What would you most like to see LexisNexis accomplish in 2002?

We will continue to increase customer satisfaction and preference, partnering with our clients to deliver world-class, easy-to-use information solutions. To that end, we will continue to invest in content, technology, and distribution that enable us to solidify and expand our customer base globally.

Keep Your Eyes on These Two

West Group and LexisNexis are both worth watching for all information professionals. Their intense competition keeps them on the leading edge of development. As such, their strategies are good indicators of the direction we can expect firms in the professional information industry to take in the future. Rivals since the introduction of Lexis in the 1970s, the companies have always pushed each other to compete. If one gained an advantage through new content or technology, the other would soon adopt or develop a similar feature or product.

For many years, however, West maintained a distinction with its origins as a law book publisher and its proprietary topic, key number, and head note indexing. West's print business also lent itself to CD-ROM products when the technology emerged in the late 1980s. With its origins as an online service, LexisNexis did not compete with West in that distribution channel or in print. It also opened up the area of full-text service to news media. However, West is now moving away from its CD-ROM business as its customers migrate to the Web, and LexisNexis is not only developing taxonomies and indexing systems, it has also acquired Matthew Bender, a publisher of case law and legal analysis, and Shepard's Citations, which are available in print and CD-ROM as well as online media. It appears that both companies recognize the importance of high- value, proprietary books and information to their customers and will leverage them to sell other services.

Both West and LexisNexis are also adopting XML technology. This will allow them to customize products and support the productivity and management tools under development. At the moment, each has its own different legal portal strategies for delivering those tools, with West providing ubiquitous software and LexisNexis partnering with a market leader in enterprise portal solutions. However, both are trying to own the law office desktop and could be expected to change directions quickly as soon as a preferred solution emerges. It is also likely that LexisNexis is monitoring the adoption of wireless technology by users pretty closely. If Westlaw Wireless achieves a competitive advantage for West, LexisNexis can be expected to respond with its own product.

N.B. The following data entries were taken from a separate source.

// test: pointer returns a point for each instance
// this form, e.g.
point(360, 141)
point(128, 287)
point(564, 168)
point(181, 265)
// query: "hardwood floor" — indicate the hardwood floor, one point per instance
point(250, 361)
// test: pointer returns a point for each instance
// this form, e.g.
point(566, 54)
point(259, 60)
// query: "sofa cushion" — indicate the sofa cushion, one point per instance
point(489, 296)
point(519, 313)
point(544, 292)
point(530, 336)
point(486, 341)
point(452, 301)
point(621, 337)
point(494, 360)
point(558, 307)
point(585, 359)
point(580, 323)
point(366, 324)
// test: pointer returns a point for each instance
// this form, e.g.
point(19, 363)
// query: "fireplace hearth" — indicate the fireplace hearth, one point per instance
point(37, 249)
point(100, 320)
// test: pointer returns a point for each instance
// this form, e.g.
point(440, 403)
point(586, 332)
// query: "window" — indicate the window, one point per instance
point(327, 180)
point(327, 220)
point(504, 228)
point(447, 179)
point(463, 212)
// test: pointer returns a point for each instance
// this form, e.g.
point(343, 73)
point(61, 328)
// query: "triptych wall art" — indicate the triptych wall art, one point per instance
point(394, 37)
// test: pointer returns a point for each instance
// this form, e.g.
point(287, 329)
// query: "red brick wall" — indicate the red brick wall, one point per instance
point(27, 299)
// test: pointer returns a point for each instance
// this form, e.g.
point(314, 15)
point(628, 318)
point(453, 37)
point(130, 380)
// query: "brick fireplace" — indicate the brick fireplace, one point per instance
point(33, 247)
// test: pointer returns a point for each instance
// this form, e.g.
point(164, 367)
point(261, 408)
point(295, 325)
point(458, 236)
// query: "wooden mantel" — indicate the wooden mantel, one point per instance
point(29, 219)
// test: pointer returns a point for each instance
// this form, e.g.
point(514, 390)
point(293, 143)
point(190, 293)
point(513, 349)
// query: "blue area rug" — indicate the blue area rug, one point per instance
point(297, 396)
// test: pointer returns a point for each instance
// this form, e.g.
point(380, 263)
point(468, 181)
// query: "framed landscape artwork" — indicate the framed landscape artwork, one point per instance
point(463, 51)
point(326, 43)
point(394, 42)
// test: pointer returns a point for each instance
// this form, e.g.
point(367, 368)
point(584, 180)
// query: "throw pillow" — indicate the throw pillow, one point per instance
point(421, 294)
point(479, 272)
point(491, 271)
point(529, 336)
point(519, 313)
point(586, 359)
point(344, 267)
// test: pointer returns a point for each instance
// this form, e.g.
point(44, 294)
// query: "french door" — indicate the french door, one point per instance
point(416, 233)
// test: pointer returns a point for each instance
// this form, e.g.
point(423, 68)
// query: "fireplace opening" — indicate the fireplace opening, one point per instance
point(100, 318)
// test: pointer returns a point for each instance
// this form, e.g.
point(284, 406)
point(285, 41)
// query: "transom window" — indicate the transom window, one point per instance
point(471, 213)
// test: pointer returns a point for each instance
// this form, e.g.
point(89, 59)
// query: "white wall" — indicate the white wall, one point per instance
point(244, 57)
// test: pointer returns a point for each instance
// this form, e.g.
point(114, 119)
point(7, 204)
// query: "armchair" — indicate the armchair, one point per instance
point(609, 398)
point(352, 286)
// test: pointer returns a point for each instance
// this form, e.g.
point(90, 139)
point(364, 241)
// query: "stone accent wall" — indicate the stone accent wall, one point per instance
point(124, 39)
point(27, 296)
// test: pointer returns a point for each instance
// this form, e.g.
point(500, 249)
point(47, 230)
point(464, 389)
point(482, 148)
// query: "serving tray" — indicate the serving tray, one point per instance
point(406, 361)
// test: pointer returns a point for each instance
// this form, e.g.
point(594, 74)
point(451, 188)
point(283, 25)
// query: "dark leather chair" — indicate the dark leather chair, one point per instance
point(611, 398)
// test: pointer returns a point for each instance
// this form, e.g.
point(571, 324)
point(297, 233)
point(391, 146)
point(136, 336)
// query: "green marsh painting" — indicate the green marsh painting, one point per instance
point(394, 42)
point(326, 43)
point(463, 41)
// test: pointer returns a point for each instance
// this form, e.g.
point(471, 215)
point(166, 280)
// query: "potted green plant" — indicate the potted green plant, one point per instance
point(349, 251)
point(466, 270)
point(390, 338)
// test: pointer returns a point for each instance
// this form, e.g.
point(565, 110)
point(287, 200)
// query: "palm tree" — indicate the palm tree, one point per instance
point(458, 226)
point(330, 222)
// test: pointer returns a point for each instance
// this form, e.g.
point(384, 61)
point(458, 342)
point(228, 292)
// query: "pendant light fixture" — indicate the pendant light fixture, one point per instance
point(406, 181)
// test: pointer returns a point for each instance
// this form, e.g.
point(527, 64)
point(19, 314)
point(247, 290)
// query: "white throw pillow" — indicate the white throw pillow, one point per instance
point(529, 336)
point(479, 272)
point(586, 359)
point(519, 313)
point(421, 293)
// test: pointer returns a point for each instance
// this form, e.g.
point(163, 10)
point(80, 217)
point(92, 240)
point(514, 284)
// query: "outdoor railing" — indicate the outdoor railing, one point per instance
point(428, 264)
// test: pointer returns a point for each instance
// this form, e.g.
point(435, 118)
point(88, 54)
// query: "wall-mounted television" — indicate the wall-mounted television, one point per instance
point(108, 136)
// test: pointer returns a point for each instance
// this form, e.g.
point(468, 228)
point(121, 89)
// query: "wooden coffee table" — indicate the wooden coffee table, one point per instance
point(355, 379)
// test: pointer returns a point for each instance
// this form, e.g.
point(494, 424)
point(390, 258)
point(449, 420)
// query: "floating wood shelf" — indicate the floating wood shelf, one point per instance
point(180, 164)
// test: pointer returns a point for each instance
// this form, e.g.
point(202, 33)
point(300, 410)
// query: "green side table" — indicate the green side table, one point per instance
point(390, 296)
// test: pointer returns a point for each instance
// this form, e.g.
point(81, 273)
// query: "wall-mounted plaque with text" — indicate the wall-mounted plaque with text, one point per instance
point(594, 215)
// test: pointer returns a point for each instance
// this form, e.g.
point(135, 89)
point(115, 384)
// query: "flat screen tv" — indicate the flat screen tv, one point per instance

Clearly both companies have become more customer-centric, with customer needs driving product development, use of natural language tools, and customization of content, taxonomy, and even interfaces, with West offering interface customization at the user level and LexisNexis developing it at the regional level worldwide.

Certainly, one of the most hopeful and unexpected outcomes of the dot-com fallout is the adoption and integration of innovative Web services and technologies into the Westlaw and LexisNexis services. Both companies stand to benefit significantly from the tremendous investment and advances made in information technology during the boom years. Likewise, customers can expect to benefit from the improvements both will bring to their products and services. By acquiring and funding innovative dot-com companies, West and LexisNexis will also preserve some of the best Web sites from the demise of many other sites that offered valuable information and services to customers, but were unable to generate sustaining revenues on the Web.

Clearly, West and LexisNexis are successfully meeting the challenges to the industry and their actions indicate leading trends we can expect to see this year in increased customization; adoption of XML technology; portal solutions, productivity, and knowledge management tools; print/online combinations; improvements in customer service; and integration of Web technologies and services with deep knowledge bases.